You should only be accessing data that pertains to your job. If you do happen to come across confidential information during your routine duties, you must never disclose this information to others, or use it for personal gain. There may also be controls on this system that you are not aware of. You should treat your access as if someone is always looking over your shoulder. You may never know that someone is watching over you until you are being marched out of the building by security, so please keep that in mind.

As others have said, you should look into having a separate server instance with fake data to develop against. As a developer, there is no reason to test against a live system. If something ever went wrong, you wouldn't want to be the one that people are pointing fingers at.


Depends on what you consider ethically wrong. I for one would be curious and do it when no one is watching, not because it's right or ethical, but because I would want to know if I'm getting shafted with the pay. As the answers above pointed out, I would refrain if specifically requested not to or it's illegal to do so.

  • 9
    If I find out that you looked at my salary without my permission and without any need I will do my hardest to get you out of the company. I think my boss will agree with this, so I won’t have to work hard. Even more with GDPR.
    – gnasher729
    Commented Jan 4, 2019 at 14:00
  • 10
    "Depends on what you consider ethically wrong." - spot on; there are some truths people don't like to hear; like ethics is a personal thing. Legal points are not however - and this would be breaking the law. Anyway, what would you do if you did find out you were being paid less - if you say to your boss "I saw everyones pay and I want more" their reply will be with a boot.
    – UKMonkey
    Commented Jan 4, 2019 at 14:10
  • 2
    @paulj, OP was told to work on billing/invoicing, not payroll. IANAL, but pretty sure this would be a violation of GDPR
    – cdkMoose
    Commented Jan 4, 2019 at 18:28
  • 1
    @paulj what makes you think he's a wage slave; do you know his income?
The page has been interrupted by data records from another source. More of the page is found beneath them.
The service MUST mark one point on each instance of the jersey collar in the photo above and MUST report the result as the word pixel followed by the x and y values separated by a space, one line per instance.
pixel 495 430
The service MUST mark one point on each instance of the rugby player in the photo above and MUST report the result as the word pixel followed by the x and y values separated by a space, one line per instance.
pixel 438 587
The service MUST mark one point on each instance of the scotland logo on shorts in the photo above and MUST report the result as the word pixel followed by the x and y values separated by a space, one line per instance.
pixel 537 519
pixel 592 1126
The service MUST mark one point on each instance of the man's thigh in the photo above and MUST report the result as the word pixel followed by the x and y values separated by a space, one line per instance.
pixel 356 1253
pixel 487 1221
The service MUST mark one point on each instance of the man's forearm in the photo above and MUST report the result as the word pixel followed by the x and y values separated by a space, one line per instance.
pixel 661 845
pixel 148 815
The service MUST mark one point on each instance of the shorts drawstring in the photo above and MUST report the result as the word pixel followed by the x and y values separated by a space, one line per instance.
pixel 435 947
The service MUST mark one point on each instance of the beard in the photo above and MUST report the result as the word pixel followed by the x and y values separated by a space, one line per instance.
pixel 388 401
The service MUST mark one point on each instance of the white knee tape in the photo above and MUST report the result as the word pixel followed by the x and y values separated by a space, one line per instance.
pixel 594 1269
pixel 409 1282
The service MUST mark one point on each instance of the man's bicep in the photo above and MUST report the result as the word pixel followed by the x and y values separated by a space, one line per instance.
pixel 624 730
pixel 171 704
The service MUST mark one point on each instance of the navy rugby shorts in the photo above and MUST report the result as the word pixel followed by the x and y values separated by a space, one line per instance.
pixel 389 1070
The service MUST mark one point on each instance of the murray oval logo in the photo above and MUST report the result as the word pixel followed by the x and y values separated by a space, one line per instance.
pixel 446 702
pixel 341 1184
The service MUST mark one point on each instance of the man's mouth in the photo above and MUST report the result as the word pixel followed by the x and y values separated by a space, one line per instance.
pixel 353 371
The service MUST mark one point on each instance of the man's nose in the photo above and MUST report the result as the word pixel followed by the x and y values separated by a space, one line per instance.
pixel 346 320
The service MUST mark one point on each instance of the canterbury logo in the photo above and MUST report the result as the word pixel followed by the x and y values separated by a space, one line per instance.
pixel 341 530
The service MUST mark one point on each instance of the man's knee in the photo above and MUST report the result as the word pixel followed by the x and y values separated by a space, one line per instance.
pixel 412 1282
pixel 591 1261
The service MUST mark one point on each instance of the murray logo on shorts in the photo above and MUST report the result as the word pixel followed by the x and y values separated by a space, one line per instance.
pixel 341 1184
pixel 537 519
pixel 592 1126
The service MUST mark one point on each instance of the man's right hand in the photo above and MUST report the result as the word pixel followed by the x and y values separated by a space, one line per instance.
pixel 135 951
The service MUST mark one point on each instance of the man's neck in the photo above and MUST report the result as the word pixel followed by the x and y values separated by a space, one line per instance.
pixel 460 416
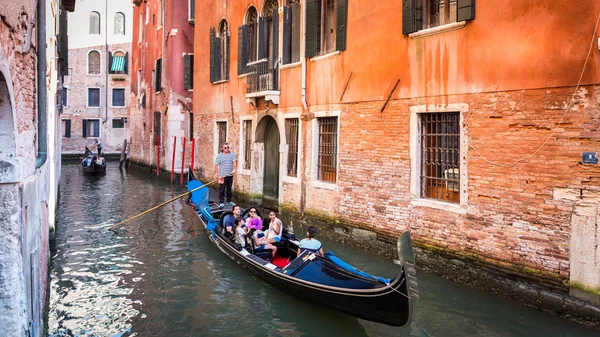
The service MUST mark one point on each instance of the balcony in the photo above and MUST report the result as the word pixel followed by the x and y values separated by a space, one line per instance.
pixel 263 80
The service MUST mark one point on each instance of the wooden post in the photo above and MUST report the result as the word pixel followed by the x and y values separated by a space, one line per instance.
pixel 173 160
pixel 182 161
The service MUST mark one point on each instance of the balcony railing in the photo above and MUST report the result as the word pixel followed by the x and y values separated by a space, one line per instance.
pixel 262 76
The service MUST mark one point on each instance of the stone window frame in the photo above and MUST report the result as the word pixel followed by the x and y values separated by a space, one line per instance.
pixel 415 157
pixel 314 181
pixel 87 63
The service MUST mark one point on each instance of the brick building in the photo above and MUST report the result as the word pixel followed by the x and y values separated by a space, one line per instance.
pixel 161 105
pixel 466 123
pixel 32 62
pixel 96 93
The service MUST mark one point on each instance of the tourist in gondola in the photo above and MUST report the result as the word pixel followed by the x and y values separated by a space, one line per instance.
pixel 310 243
pixel 225 167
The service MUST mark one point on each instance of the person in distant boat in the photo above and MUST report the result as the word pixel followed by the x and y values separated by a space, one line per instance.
pixel 253 222
pixel 230 222
pixel 225 167
pixel 275 228
pixel 98 145
pixel 310 243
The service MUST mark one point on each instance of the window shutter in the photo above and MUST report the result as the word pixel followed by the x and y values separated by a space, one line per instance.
pixel 465 10
pixel 187 74
pixel 313 27
pixel 68 128
pixel 96 129
pixel 342 24
pixel 84 128
pixel 110 62
pixel 126 66
pixel 287 36
pixel 295 32
pixel 213 55
pixel 262 37
pixel 158 74
pixel 412 16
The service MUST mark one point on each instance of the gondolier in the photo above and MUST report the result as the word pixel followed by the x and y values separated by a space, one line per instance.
pixel 225 166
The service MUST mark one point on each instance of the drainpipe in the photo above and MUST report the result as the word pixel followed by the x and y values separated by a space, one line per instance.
pixel 42 154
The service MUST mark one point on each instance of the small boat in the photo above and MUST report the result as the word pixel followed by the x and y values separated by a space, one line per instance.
pixel 324 280
pixel 92 163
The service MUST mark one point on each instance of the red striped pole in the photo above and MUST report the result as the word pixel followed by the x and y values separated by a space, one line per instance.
pixel 173 160
pixel 182 162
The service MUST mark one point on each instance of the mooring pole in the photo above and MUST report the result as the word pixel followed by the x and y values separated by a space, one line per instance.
pixel 182 161
pixel 173 160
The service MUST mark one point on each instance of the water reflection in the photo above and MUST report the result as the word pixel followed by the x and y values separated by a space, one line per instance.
pixel 160 276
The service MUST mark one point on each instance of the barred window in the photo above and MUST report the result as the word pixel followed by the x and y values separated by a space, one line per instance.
pixel 327 156
pixel 440 156
pixel 291 136
pixel 247 144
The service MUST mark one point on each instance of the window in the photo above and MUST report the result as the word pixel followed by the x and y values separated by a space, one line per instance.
pixel 190 126
pixel 118 97
pixel 66 128
pixel 65 97
pixel 93 97
pixel 326 22
pixel 156 127
pixel 118 62
pixel 418 15
pixel 221 134
pixel 291 32
pixel 119 123
pixel 191 10
pixel 94 62
pixel 291 136
pixel 94 23
pixel 440 156
pixel 327 149
pixel 247 144
pixel 188 71
pixel 91 128
pixel 119 23
pixel 158 76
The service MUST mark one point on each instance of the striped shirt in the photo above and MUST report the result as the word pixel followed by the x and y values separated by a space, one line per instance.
pixel 225 162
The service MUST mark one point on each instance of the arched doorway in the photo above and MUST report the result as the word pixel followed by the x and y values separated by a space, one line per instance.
pixel 267 132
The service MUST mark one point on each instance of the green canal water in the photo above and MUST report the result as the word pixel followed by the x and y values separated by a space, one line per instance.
pixel 159 275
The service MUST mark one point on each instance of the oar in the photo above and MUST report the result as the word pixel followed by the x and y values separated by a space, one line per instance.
pixel 164 203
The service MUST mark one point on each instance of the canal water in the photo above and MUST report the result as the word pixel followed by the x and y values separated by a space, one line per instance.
pixel 160 276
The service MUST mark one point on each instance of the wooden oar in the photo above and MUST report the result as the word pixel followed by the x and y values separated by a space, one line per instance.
pixel 164 203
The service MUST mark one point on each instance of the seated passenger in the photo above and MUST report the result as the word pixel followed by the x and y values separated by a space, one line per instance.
pixel 241 230
pixel 230 222
pixel 310 243
pixel 275 228
pixel 253 221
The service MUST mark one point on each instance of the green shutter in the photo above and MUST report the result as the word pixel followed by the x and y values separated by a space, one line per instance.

As for what law it breaks, as almost every answer here says, GDPR. I'd put money that it says it in his contract too. As for ethically, most would argue that spying on your colleagues isn't ethical. I suggest you read answers and comments before commenting.
    – UKMonkey
    Commented Jan 4, 2019 at 18:44
  • 9
    '"because I would want to know if I'm getting shafted with the pay." - This is not a valid reason to view sensitive information. This is absolutely horrible advice. If the author has a business need to test something on the production server, the author can view his own information, instead of that of a colleague.
    – Donald
    Commented Jan 4, 2019 at 21:08

You must log in to answer this question.